Besides, if you favour prudence, do not add your variable pay package to calculate your disposable income; some companies tend to spread the variable pay across the 12 months. You can always accumulate such sums to prepay a part of your loan periodically.

As far as possible, factor in a disposable income not exceeding 30 per cent of the income, even in case of double income families. This way, any temporary out-of-job situation of a spouse may not provide much reason for alarm.

Avoid galloping EMI. Banks offer home loan schemes that would allow you to step-up your repayments (EMIs) based on the expected increase in your income.

Such schemes are offered with an intention of qualifying an individual for a higher loan/property value. This would essentially require the bank to make an assumption on your pay hikes. So in year three, you may be paying an EMI higher than year one. Banks may well assume a past pay hike of say 5-15 per cent to be your future increase in income.

In an economic downturn such as the present one, this equation could well convert into a 5-15 per cent decline in pay. So beware. Go for a fixed EMI and avoid ambitious schemes.

Bear in mind that in the long term your repayment tenure/EMIs could well rise due to higher interest rates. In those times, any surplus would come in handy.

Existing borrowers


If you own a home and a bulky loan, you may have to take a re-look at your liability and your ability to repay on a periodic basis.

The brighter side of an economic downturn is that it provides an opportunity to reduce liabilities. A slowing economy also provides stable income-earners an opportunity to prepay at least a part of their loan. Two factors will determine this:one, the surplus available in hand; two, the net interest cost of loan versus investment opportunity by parking the surplus elsewhere.

If you have accumulated a reasonable sum as surplus and plan to invest it at a time when interest rates are falling, chances are that you will get low yield on such investments.

Take an example: A bank deposit with, say, an interest rate of 8 per cent would provide a 5.6 per cent yield net of tax (assuming a 30 per cent tax bracket). At the same time if you have been servicing a home loan of say 9.75 per cent, the net cost after tax benefits comes to 6.8 per cent. It makes economic sense to pay a high-cost debt instead of locking money in a low-yielding FD.

But why prepay now, during an economic downturn, when the floating rate of your loan may actually become lower? This is simply because of the lack of alternative opportunity to park your surplus and also the widening gap between interest rates and inflation. In other words, in makes sense to prepay during a time when inflation is declining at a pace higher then the falling interest rates.

However, ensure that you have paid your other loan commitments such as credit card, auto or personal loans before prepaying home loan.
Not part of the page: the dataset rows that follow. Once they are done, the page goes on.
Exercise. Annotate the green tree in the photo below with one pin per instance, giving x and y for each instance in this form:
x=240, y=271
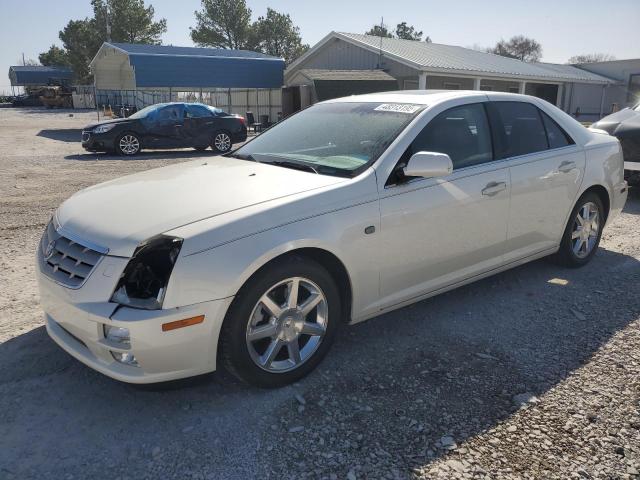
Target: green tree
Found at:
x=54, y=57
x=520, y=47
x=379, y=31
x=407, y=32
x=591, y=58
x=275, y=34
x=129, y=21
x=223, y=24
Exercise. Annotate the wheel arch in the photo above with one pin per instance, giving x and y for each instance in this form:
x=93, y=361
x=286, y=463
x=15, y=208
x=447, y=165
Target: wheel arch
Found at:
x=121, y=134
x=328, y=260
x=604, y=196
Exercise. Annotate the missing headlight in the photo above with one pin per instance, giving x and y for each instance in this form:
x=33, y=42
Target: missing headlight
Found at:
x=144, y=280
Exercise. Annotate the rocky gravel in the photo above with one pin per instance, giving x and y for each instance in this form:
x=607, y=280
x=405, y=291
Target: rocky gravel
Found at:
x=532, y=373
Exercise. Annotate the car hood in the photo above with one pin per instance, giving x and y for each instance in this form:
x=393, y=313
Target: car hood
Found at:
x=612, y=122
x=121, y=213
x=115, y=120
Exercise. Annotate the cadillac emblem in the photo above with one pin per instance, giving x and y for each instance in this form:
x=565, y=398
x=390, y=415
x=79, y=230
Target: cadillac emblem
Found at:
x=48, y=251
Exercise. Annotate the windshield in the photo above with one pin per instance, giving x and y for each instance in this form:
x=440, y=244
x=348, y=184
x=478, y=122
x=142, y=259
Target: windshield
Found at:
x=146, y=111
x=333, y=138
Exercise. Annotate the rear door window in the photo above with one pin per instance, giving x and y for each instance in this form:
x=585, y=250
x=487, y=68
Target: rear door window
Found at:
x=170, y=113
x=461, y=132
x=518, y=129
x=557, y=137
x=198, y=111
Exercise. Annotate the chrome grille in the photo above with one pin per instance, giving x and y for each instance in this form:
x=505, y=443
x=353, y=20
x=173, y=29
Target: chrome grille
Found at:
x=64, y=260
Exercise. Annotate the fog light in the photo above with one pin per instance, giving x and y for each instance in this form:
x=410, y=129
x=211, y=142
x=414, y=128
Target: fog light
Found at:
x=125, y=357
x=117, y=335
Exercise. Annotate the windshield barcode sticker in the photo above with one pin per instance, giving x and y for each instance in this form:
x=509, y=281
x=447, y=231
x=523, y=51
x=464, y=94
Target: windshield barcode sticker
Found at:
x=397, y=108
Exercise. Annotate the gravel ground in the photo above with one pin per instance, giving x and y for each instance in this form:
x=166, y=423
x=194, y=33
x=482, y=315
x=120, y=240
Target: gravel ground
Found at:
x=533, y=373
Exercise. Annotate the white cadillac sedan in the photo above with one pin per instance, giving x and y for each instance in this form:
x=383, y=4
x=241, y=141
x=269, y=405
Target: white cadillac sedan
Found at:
x=346, y=210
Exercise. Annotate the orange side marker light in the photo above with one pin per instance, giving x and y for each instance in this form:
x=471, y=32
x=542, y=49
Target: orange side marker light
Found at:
x=187, y=322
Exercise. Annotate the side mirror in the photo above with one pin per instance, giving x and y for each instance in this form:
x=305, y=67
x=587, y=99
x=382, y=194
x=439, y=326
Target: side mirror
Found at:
x=428, y=165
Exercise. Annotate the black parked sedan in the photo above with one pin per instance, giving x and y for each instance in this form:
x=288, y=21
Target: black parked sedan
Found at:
x=167, y=125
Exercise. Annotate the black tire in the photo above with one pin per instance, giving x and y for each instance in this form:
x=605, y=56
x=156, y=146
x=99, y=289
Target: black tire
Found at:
x=566, y=254
x=221, y=142
x=123, y=150
x=234, y=352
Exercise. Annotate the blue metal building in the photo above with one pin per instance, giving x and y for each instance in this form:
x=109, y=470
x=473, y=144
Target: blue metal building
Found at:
x=37, y=75
x=122, y=66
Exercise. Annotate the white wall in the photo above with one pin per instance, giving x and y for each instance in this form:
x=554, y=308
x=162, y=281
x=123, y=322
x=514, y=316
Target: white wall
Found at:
x=340, y=55
x=112, y=71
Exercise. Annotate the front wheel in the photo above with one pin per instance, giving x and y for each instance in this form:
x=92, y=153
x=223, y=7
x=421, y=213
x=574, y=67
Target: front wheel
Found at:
x=582, y=235
x=222, y=142
x=281, y=324
x=128, y=144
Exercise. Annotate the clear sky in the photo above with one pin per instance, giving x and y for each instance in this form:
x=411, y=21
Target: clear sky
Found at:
x=563, y=27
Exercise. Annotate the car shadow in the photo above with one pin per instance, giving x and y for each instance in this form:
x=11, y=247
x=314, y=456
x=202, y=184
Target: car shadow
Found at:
x=143, y=156
x=633, y=201
x=388, y=391
x=42, y=109
x=67, y=135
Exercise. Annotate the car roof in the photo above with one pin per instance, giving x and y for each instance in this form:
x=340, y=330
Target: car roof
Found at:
x=425, y=97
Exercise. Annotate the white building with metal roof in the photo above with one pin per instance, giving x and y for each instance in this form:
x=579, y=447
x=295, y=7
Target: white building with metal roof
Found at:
x=422, y=65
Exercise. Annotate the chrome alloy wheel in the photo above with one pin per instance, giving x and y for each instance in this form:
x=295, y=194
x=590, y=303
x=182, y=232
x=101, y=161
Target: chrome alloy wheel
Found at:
x=222, y=142
x=129, y=145
x=586, y=228
x=287, y=325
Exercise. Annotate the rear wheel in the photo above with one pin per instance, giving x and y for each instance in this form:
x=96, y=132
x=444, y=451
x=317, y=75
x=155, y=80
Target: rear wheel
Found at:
x=582, y=234
x=221, y=142
x=128, y=144
x=281, y=324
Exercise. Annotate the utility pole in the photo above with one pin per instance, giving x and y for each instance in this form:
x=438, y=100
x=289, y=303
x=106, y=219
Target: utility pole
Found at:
x=380, y=53
x=108, y=24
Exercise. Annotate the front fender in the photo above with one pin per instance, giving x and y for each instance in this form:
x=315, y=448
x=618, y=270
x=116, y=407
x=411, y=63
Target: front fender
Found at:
x=220, y=272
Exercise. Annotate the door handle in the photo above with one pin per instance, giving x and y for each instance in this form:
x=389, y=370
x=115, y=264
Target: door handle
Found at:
x=567, y=166
x=494, y=188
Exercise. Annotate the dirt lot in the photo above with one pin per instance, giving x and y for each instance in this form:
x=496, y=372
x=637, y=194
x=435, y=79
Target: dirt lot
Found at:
x=511, y=377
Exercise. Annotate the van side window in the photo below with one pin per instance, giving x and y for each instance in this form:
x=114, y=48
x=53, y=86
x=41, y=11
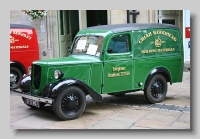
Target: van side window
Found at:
x=119, y=44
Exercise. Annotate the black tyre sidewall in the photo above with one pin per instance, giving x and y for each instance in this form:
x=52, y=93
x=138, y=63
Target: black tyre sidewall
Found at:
x=19, y=78
x=147, y=91
x=57, y=103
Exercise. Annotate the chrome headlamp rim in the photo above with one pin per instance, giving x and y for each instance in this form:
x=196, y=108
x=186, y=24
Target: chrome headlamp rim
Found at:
x=58, y=74
x=29, y=70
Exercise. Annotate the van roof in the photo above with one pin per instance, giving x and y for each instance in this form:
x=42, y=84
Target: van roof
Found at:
x=130, y=27
x=20, y=26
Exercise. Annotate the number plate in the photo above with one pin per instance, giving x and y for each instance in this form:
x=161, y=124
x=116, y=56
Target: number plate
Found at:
x=32, y=102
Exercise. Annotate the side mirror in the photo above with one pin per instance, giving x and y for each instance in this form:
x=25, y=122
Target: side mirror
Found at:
x=68, y=48
x=109, y=50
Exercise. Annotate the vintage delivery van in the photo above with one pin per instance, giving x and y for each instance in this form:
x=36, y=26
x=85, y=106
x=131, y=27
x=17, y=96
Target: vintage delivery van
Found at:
x=23, y=51
x=108, y=59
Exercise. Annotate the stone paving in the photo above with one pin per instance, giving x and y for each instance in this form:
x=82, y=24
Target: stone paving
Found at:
x=128, y=112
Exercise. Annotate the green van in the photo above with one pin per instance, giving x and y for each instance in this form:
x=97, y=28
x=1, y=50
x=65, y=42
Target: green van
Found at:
x=108, y=59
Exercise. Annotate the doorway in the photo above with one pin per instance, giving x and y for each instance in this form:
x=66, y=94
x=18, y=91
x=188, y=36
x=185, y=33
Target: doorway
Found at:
x=95, y=17
x=68, y=26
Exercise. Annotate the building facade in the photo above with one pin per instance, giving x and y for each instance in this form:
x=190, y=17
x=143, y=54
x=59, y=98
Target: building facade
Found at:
x=57, y=30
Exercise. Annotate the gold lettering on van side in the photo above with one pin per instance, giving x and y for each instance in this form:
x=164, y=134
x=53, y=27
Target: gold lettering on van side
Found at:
x=158, y=32
x=118, y=68
x=158, y=42
x=19, y=47
x=145, y=37
x=157, y=50
x=165, y=33
x=119, y=71
x=21, y=34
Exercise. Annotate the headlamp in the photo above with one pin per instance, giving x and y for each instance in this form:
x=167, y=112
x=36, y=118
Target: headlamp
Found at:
x=58, y=74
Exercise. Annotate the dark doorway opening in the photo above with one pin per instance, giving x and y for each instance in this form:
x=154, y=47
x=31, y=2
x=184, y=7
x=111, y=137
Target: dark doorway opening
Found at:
x=95, y=17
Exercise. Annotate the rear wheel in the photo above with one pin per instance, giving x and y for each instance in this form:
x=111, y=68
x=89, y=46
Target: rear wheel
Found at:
x=17, y=74
x=70, y=104
x=156, y=91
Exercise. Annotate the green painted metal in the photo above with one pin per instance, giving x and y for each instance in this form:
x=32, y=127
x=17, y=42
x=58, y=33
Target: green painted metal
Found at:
x=114, y=72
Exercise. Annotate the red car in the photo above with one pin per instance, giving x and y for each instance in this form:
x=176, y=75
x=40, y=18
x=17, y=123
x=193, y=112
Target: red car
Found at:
x=24, y=49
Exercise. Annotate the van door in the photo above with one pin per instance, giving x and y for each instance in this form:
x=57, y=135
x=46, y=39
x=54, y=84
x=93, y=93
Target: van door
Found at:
x=118, y=63
x=65, y=35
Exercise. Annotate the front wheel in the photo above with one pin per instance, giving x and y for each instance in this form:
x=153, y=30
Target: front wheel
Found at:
x=17, y=77
x=70, y=104
x=156, y=91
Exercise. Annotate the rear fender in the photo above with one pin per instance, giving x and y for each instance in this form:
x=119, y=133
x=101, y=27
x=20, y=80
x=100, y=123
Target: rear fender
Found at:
x=159, y=70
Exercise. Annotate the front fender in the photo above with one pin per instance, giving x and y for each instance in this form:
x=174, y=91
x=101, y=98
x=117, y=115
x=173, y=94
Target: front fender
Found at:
x=56, y=89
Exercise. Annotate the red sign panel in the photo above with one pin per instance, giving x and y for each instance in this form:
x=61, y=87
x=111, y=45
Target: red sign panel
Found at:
x=187, y=32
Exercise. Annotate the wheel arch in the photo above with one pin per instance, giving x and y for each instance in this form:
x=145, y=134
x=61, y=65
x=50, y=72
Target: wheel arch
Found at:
x=159, y=70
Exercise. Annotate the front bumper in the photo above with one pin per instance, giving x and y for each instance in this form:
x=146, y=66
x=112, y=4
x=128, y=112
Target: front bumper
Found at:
x=36, y=98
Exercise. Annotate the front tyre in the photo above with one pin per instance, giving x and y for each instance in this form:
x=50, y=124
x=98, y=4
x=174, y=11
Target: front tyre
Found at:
x=70, y=104
x=17, y=77
x=156, y=91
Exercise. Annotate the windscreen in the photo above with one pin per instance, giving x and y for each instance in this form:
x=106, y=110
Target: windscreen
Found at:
x=88, y=45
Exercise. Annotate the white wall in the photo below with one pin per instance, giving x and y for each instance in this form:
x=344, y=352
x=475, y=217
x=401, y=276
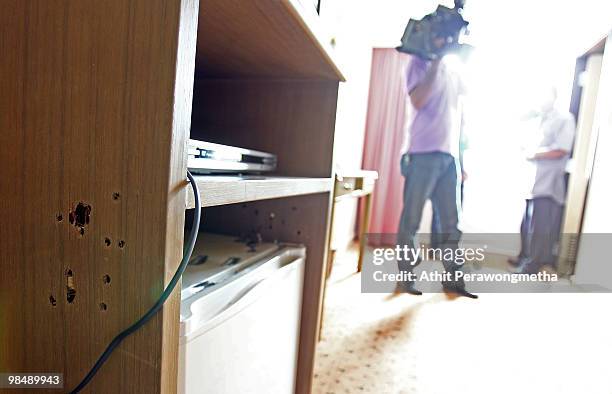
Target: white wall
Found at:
x=594, y=264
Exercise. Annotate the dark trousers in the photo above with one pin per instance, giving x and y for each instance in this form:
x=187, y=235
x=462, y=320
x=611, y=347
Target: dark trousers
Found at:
x=540, y=233
x=430, y=176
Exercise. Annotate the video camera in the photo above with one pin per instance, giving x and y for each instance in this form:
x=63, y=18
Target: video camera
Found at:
x=436, y=34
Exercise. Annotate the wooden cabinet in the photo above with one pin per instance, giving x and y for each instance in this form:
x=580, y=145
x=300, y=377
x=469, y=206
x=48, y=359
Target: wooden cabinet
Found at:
x=96, y=105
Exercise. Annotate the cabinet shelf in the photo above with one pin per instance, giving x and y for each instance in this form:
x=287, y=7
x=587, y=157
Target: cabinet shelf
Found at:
x=278, y=39
x=222, y=190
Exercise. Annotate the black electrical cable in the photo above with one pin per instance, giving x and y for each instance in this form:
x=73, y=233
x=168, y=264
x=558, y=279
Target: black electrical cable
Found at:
x=162, y=299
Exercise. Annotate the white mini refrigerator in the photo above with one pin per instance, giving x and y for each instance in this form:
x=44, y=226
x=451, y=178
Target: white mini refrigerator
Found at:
x=240, y=317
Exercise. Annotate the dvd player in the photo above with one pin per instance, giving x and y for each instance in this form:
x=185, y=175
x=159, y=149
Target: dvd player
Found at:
x=209, y=158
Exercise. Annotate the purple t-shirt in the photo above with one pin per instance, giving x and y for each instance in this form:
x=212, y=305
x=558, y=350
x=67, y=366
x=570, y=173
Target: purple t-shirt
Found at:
x=436, y=126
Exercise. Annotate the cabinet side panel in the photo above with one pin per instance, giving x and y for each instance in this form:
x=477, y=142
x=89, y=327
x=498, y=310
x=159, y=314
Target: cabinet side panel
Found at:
x=87, y=131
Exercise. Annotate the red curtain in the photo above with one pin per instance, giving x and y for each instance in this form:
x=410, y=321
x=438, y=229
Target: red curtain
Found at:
x=385, y=135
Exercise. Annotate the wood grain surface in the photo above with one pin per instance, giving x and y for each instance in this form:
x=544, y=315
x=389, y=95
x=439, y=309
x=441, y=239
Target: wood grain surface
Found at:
x=91, y=115
x=263, y=38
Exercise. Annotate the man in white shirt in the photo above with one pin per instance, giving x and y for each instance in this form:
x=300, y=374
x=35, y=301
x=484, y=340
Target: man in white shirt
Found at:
x=548, y=156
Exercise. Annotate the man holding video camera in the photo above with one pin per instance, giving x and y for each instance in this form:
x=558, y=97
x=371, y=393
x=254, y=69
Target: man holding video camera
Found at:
x=430, y=166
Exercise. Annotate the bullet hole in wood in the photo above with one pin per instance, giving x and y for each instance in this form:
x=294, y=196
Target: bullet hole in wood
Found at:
x=70, y=290
x=80, y=216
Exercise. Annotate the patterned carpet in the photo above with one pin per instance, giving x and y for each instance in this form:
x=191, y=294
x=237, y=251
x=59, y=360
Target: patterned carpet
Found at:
x=432, y=344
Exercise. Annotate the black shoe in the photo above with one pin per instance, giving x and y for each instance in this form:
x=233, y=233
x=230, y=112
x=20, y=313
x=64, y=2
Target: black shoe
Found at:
x=407, y=288
x=458, y=290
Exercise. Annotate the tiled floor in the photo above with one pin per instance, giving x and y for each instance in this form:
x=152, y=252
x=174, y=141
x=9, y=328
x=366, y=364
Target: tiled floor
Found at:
x=501, y=343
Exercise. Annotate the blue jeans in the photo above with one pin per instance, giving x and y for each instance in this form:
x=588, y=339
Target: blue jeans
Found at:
x=430, y=176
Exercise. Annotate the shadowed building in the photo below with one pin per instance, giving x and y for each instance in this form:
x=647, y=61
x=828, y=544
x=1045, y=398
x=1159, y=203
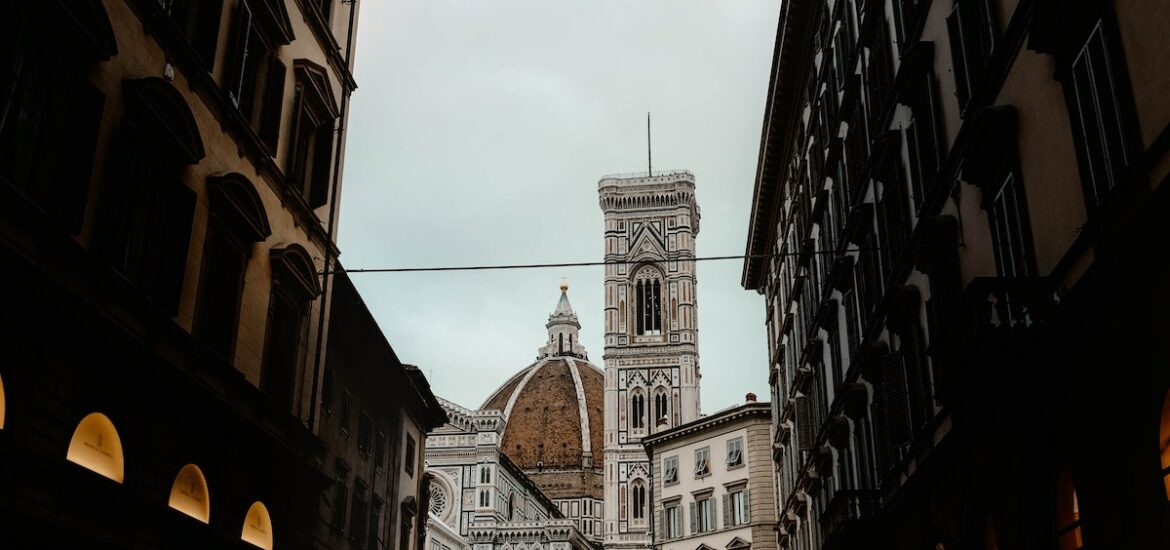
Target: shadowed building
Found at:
x=958, y=231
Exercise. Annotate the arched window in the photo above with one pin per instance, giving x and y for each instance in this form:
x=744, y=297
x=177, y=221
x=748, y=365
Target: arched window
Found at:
x=1068, y=514
x=257, y=527
x=638, y=499
x=660, y=406
x=188, y=494
x=238, y=221
x=96, y=447
x=637, y=410
x=294, y=287
x=648, y=290
x=4, y=404
x=1164, y=438
x=148, y=208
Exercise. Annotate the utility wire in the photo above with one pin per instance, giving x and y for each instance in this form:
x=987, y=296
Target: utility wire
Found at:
x=616, y=262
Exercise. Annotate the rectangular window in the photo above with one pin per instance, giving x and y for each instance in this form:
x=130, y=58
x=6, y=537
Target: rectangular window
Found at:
x=672, y=523
x=706, y=514
x=735, y=452
x=670, y=469
x=365, y=432
x=1098, y=121
x=735, y=506
x=339, y=501
x=1011, y=234
x=218, y=313
x=410, y=459
x=379, y=451
x=343, y=423
x=702, y=461
x=358, y=511
x=972, y=32
x=327, y=391
x=282, y=349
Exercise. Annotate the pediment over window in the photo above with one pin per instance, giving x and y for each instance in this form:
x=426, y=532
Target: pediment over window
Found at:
x=273, y=21
x=317, y=93
x=737, y=544
x=164, y=118
x=294, y=269
x=235, y=203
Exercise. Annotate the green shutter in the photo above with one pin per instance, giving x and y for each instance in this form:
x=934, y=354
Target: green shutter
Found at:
x=747, y=506
x=727, y=511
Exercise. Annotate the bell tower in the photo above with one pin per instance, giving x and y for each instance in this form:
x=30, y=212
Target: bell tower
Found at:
x=651, y=335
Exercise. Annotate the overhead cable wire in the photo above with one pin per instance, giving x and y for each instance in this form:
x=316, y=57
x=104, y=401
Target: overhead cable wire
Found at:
x=617, y=262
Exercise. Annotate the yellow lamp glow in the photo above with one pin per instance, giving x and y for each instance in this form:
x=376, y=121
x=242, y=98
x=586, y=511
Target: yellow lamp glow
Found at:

Remember the latter enjoys tax benefits on repayments, while the other loans do not.

Also note that it may not be wise to prepay early on in to your borrowing years especially when you decide to repay in full. For one, the prepayment charges are higher in the initial years, two, given the high interest component in the EMI in the initial years, the tax benefits enjoyed are quite substantial.

Struggling to repay?


Talking of prepayment, what about those who have received pay cuts or lost jobs? Here are a couple of options for you. Approach your bank and ask for a solution. If you have had a clean record of repayment, the bank may consider a reduction in EMI and prolong the tenure.

Alternatively, if you hold an investment that is earning a low interest (do the calculation suggested above for prepayment), do not hesitate to break it and prepay a part of the loan and settle for a lower EMI instead.

Check with your bank on the consequences of a couple of months of default and keep the banker posted on other job options that you have considered/received. The idea here is provide some comfort to your banker as to your ability to meet your commitments.

All said, for those who have invested in the boom phase and are seeing their first downturn now, you would emerge more money-wise and prudent at the end of this.